Bei der Gelegenheit wurde auch das Thema zentrale Schlosswiese mit in Angriff genommen. Etwa zehn Pappeln wurden auch dort gefällt, um wieder eine größere Wiesenfläche zu gewinnen, die wieder gemäht werden kann. Hier geht es nicht nur um einen denkmalpflegerischen Aspekt, sondern auch um die Rolle des Parks als FFH-Gebiet. Auf der Wiese ist der Ameisenbläuling, eine Schmetterlingsart, heimisch.Es gibt zwar eine denkmalpflegerische Gesamtkonzeption für den Park. Aber in dieser Rigorosität will auch das Grünflächenamt hier nicht vorgehen. Deswegen werden auch die Pappeln, die im Parkwäldchen gewachsen sind, nicht gefällt.

Dass man sich auf die Pappeln am Hauptweg beschränkt, hat seine Ursache ebenso im Grundwasser. Große Teile des Parks sind durch das gestiegene Grundwasser wieder zu Feuchtbiotopen geworden. Dort kann man mit schwerer Technik gar nicht arbeiten. Also bleibt das Wäldchen unberührt und es werden nur die Pappeln herausgenommen, die man über den Weg auch abtransportieren kann.
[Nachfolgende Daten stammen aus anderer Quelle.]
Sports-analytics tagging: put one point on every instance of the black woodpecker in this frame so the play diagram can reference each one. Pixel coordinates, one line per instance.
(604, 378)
Der jetzige Hauptweg ist übrigens auch nicht der alte Hauptweg des Parks. Auch darüber hat man im ASG länger nachgedacht, ob man den alten Hauptweg als Radroute befestigen könnte. Aber auch dieser Weg liegt mittlerweile im Feuchtgebiet. Geändert hat sich in den vergangenen Jahrzehnten auch der Verlauf der Parthe, der im Abtnaundorfer Park begradigt wurde. Auch dazu gebe es Überlegungen, der Parthe wieder ihr natürliches altes Bett zu geben.
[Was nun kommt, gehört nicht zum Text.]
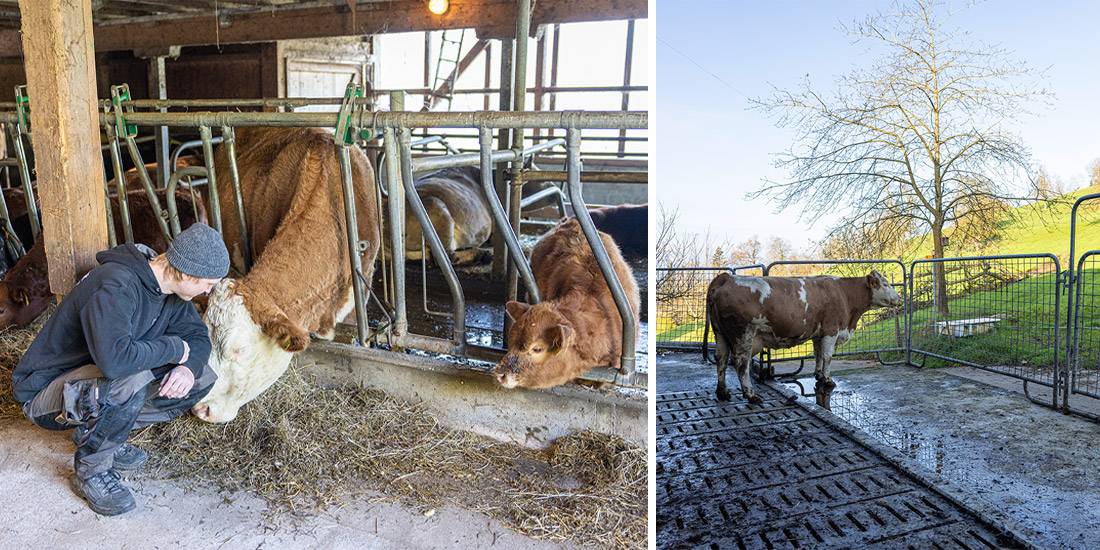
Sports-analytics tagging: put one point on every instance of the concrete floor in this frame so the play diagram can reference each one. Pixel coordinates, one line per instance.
(40, 510)
(1036, 464)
Aber dafür fehlt auf Jahre hinaus noch das nötige Geld. Also bleibt dieser Plan in der Schublade. Genauso wie die denkmalpflegerische Konzeption, die im besten Fall eine Anregung für die Neugestaltung sein könne. Dafür sei der mittlerweile entstandene Bestand des Parks als FFH-Gebiet zu wichtig. Zwei Drittel des Parks bleiben also auf längere Sicht so wie sie sind. Nur da und dort, wo es auch Unterstützung aus dem Ortsteil gibt, wird eingegriffen. So wurde auf Wunsch der vor Ort aktiven Vereine das Gehölz auf der Insel mit dem Pavillon weggeschnitten. Über ein historisches Blumenrondell werde nachgedacht.
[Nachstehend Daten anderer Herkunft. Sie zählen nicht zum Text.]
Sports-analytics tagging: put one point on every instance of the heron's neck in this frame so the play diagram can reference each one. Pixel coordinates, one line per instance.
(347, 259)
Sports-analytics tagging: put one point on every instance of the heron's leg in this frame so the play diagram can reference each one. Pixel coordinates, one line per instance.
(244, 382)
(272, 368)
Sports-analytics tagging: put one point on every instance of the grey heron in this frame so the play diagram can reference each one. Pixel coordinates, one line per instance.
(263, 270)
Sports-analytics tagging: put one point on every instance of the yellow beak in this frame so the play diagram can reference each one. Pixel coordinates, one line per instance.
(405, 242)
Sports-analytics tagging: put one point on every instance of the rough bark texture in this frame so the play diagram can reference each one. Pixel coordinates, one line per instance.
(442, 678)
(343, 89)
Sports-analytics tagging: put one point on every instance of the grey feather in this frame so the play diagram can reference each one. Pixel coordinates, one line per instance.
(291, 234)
Aber Hauptthema in diesem Jahr werde die wichtige Radwegverbindung durch den Park, so befestigt, dass er ein paar Jahre hält, künftige Pläne – etwa für die Renaturierung der Parthe – aber nicht behindert. Und auf dem Gelände hin zur Parthe wird es auch Neupflanzungen geben – diesmal keine Pappeln, sondern auentypische Gehölze: Erlen und Weiden. Da wollen sich auch die Vereine vor Ort wieder mit einbringen.